Список домов оказался весьма внушительным, в него вошли адреса, по которым проживала семья Киры и Олега, Сонечки, все адреса из оставленных Василию Корнеевичу Игорем инструкций, а также адреса Агриппининой семьи, дома, где жили они с Олегом, и еще целая куча адресов, на всякий случай, про которые вспомнил Василий Корнеевич.

— Что-то мне не дает покоя в этом послании, — сказал задумчиво Василий Корнеевич, когда предварительный список адресов составили. — Никочка, ты все точно записала?

— Да, я его наизусть запомнила! — уверила Вероника.

— Ладно, я подумаю, а вы езжайте, если что надумаю, позвоню.


К вечеру они совсем вымотались от бесконечных пробок в центре, невозможности поставить машину в узких московских двориках, от разочарования — в одних домах из списка вообще не было подвалов; другие давно куплены организациями, перестав быть жилыми и став офисами, с переделанными под офисы же подвалами; в третьих подвалы были, но не те, а кое-где приходилось прорываться в подъезд через консьержек или охранников.

От всего этого и еще больше от напряженного молчания, царившего в машине, у Ники разболелась голова. Они почти не разговаривали, обмениваясь короткими фразами исключительно по существу интересующего их дела.

— Давайте перекусим. Здесь недалеко есть хорошее кафе. Вернее, заведение так себе, но готовят там прилично, а потом заедем еще в два дома по пути, — предложил Кнуров.

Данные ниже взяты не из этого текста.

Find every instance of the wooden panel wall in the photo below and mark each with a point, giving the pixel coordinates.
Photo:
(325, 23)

— Давайте. Есть действительно хочется, — согласилась Ника, с ужасом думая, на что она подписывается.

Зачем она согласилась?

Ведь придется сидеть за столом напротив друг друга, о чем-то говорить в этой непонятной, какой-то сюрреалистичной ситуации? О чем? О подвале?

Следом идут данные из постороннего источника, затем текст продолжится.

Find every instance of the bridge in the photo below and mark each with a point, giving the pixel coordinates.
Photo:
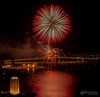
(59, 60)
(30, 63)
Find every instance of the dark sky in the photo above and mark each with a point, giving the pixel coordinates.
(16, 24)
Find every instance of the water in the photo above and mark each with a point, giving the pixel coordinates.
(48, 83)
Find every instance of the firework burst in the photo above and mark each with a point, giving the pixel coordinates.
(51, 24)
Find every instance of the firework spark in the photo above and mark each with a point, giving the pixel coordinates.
(51, 24)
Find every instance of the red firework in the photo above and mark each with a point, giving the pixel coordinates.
(51, 24)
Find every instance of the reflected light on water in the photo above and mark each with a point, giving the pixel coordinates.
(54, 84)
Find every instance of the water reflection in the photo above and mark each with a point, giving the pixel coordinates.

Эту спасительную тему они уже проговорили вдоль и поперек, и свою функцию палочки-выручалочки она исчерпала.

Так о чем говорить? И как?!

Может, махнуть рукой на всю классовую неприязнь бабули и Сонечки к быстрой еде и зажевать по хот-догу?

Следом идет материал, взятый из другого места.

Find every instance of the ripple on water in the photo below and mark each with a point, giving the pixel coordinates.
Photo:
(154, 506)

Говорить не пришлось. Сделав заказ и пожелав друг другу приятного аппетита, не изменяя хмурому молчанию, как основной защитной линии поведения, они как-то очень быстро поели. Вероника даже не почувствовала вкуса того, что ела.

Все-таки хот-дог — не такая уж плохая идея!

Они вышли из кафе, и Вероника подумала, усмехнувшись про себя невесело, что погода, неожиданно изменившись, весьма соответствует ее настроению.

Набежали тяжелые дождевые тучи, надежно спрятав солнце, и поднявшийся ветерок оказался пронизывающим и прохладным.

Кнуров поставил машину на небольшом пятачке, правой стороной вплотную к стене дома, заехав на тротуар. Собственно, когда они подъехали, нашли единственное и совсем неудобное место, где можно было хоть как-то припарковаться.

Вообще, чтобы найти в центре Москвы днем место для парковки да еще умудриться его занять, надо обладать навыками циркового акробата, выступающего в паре со своей машиной, или автотрюкача со спецподготовкой.

Пока они не то обедали, не то ужинали, джип Сергея приперла сзади красная «ауди», и сейчас он изображал некий высший пилотаж, пытаясь вырулить и одновременно высматривая просвет между машинами, едущими мимо по небольшой узкой улочке. Нике пришлось отойти метров на пять вперед, ожидая, когда он проделает все эти маневры.